Ich würde vermuten, dass das nicht unbedingt der Fall ist, weil man individuelle Unterschiede beispielsweise nie ausklammern kann (ich reagiere z.B. prinzipiell stark auf Medikamente/Allergene/Krankheitserreger, habe aber ein deutlich schwächeres Immunsystem als mein Vater, der umgekehrt zwar gar keine spürbare Impfreaktion hatte, aber maximal mal 1-2 Tage erkältet ist im Jahr- wenn überhaupt). Ich hätte an dieser Stelle aber sehr gerne jemanden wie Wollsocken zu Rate gezogen. Wer mag als Telefonjoker einspringen? Firelilly ? Anfaengerin ? Andere Biologen, die mehr wissen zum Thema vielleicht?

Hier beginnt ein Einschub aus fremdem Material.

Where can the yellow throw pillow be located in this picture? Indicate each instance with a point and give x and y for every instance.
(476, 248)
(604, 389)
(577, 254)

Ich kann nur sagen, dass es ziemlich genau mit sonstigen Impfungen zusammenpasst oder auch Krankheitsanzeichen bei Infektionen - von denen, die ich kenne, die geimpft wurden und bei Infekten mit Fieber und ähnlichem reagieren, die haben auch mit fiebrigen Erscheinungen zu tun gehabt. Der Körper reagiert dann auf mögliche Eindringlinge auf seine übliche Art.
Viele der Impfreaktionen laufen ohne sichtbare Auswirkungen ab - wer sucht, findet wohl am ehesten noch dickere Lymphknoten, wie auch bei beginnenden Infekten.
Die heftigeren Impfreaktionen hat man ja im Zusammenhang mit dieser Impfung untersucht und es scheint, als wenn bei manchen die Reaktion des Immunsystems aufgrund des Spikeproteins etwas überschießender ist - also dann z.B. mit Fieber und Abgeschlagenheit. Trotzdem sind die Ergebnisse der bisherigen Antikörperverläufe bei Menschen mit wenig oder gar keinen Reaktionen nicht weniger gut.
Bei mir ist es z.B. so, dass ich seltenst eine Impfung merke - wenn eigentlich nur die Einstichstelle - und trotzdem bei Titerüberprüfungen weit oben dabei bin. Wenig sichtbare Impfreaktion - trotzdem guter Schutz.
Die Immunologie ist beeindruckend, die Mechanismen dahinter aber ganz schön kompliziert.